The data lake is undoubtedly a hugely powerful and flexible architecture. However, it does have some issues. For a start, as you can imagine, it can get very messy – in fact, I've heard it said that if they aren’t careful, businesses can end up with something that more closely resembles a data swamp!
This can create governance and privacy issues, as well as technical complexities involved with creating systems that are able to ingest data in a myriad of schema and formats.
So today, businesses and other organizations that work with datasets that could be considered Big Data have yet another option when it comes to storage architecture. Just as we are with cloud platforms in general, with data storage, we are increasingly hearing about a hybrid architecture which is being called the "data lakehouse” approach.
There are no prizes for guessing that the fundamental idea behind this approach is to take the best concepts from both the data warehouse and data lake models and put them together while trying to eliminate the worst concepts of both models!
Just like a data lake, a data lakehouse is built to house both structured and unstructured data. This means that businesses that can benefit from working with unstructured data (which is pretty much any business) only need one data repository rather than requiring both warehouse and lake infrastructure.
Where organizations do use both, then generally data in the warehouse feeds BI analytics, while data in the lake is used for data science – which could include artificial intelligence (AI) such as machine learning -and storage for future, as-of-yet undefined use cases.
Data lakehouses enable structure and schema like those used in a data warehouse to be applied to the unstructured data of the type that would typically be stored in a data lake. This means that data users can access the information more quickly and start putting it to work. And those data users might be data scientists or, increasingly, workers in any number of other roles that are increasingly seeing the benefits of augmenting themselves with analytics capabilities.

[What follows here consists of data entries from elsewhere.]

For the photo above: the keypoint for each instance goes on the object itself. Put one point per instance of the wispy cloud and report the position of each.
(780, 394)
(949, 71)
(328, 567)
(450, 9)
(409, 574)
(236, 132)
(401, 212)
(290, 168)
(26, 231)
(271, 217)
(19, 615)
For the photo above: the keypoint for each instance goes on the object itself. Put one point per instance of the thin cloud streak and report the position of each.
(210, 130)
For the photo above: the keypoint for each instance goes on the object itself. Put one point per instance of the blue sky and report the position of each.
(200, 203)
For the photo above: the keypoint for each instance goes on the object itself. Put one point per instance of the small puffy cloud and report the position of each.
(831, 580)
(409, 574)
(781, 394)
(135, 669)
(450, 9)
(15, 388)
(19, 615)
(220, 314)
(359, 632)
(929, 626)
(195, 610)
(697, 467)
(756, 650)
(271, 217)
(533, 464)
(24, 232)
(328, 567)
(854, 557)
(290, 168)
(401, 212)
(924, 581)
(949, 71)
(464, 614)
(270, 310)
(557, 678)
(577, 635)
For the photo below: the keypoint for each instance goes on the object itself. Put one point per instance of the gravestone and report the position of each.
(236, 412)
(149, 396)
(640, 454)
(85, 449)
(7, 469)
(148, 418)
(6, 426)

These data lakehouses might make use of intelligent metadata layers – that act as a sort of "middle man" between the unstructured data and the data user in order to categorize and classify the data. By identifying and extracting features from the data, it can effectively be structured, allowing it to be cataloged and indexed just as if it was nice, tidy structured data.

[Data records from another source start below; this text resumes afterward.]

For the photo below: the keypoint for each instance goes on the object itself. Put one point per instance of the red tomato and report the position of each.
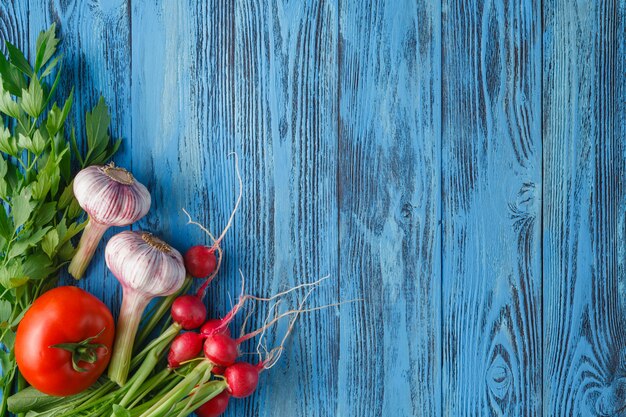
(62, 321)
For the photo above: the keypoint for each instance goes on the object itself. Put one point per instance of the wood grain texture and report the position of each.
(491, 169)
(457, 165)
(389, 179)
(95, 44)
(14, 25)
(584, 194)
(286, 132)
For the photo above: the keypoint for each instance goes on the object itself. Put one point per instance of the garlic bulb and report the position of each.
(147, 267)
(111, 197)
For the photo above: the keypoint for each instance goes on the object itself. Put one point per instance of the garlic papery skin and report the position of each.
(147, 267)
(111, 197)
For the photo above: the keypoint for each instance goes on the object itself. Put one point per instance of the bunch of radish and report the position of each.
(204, 370)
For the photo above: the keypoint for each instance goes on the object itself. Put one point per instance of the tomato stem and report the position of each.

For example, part of this metadata extraction might include using computer vision or natural language processing algorithms to understand the content of picture, text, or voice files that are dumped as raw, unlabelled data into the lakehouse.
Lakehouse enables smart analytics
So who is the data lakehouse architecture for? One key group of users is very likely to be organizations that are looking to take the next step in their analytics journey by graduating from BI to AI. Increasingly, businesses are looking to unstructured data to inform their data-driven operations and decision-making simply because of the richness of the insights that can be extracted from it. Here’s a very simple example – if you count the number of customers coming into your shop each day and store that data as a simple number, those data points are only ever going to tell you one thing.

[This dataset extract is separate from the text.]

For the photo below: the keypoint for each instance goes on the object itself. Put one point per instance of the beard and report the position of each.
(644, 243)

If you record them coming in on video, however, then as well as the basic number of customers coming in, you can find out all sorts of other information – are your customers male or female? What’s their age range, how do they like to dress? In the future, you might even be able to fit facial analytics technology and tell what mood they are in when they walk through your door!
Yes, you could dump all of that information into a data lake. However, there would be important issues of data governance to address – such as the fact you’re dealing with personal information. A lakehouse architecture would address this by automating compliance procedures – perhaps even anonymizing data where it was needed.
Unlike data warehouses, data lakehouses are inexpensive to scale because integrating new data sources is automated – they don’t have to be made to manually fit with the organization's data formats and schema. They are also "open," meaning that the data can be queried from anywhere using any tool, rather than limited to being accessed through applications that can only handle structured data (such as SQL).
The data lakehouse approach is one that's likely to become increasingly popular as more organizations begin to understand the value of using unstructured data together with AI and machine learning. In the analytics journey, it’s a step up in maturity from combined data lake and data warehouse model that until recently has been seen as the only option for organizations that want to continue with legacy BI and analytics workflows while also migrating towards smart, automated data initiatives. With more mainstream data infrastructure vendors (e.g. AWS and Databricks) offering this architecture, and open-source tools like Delta Lake growing in popularity, it’s a term we will hear more and more of in years to come.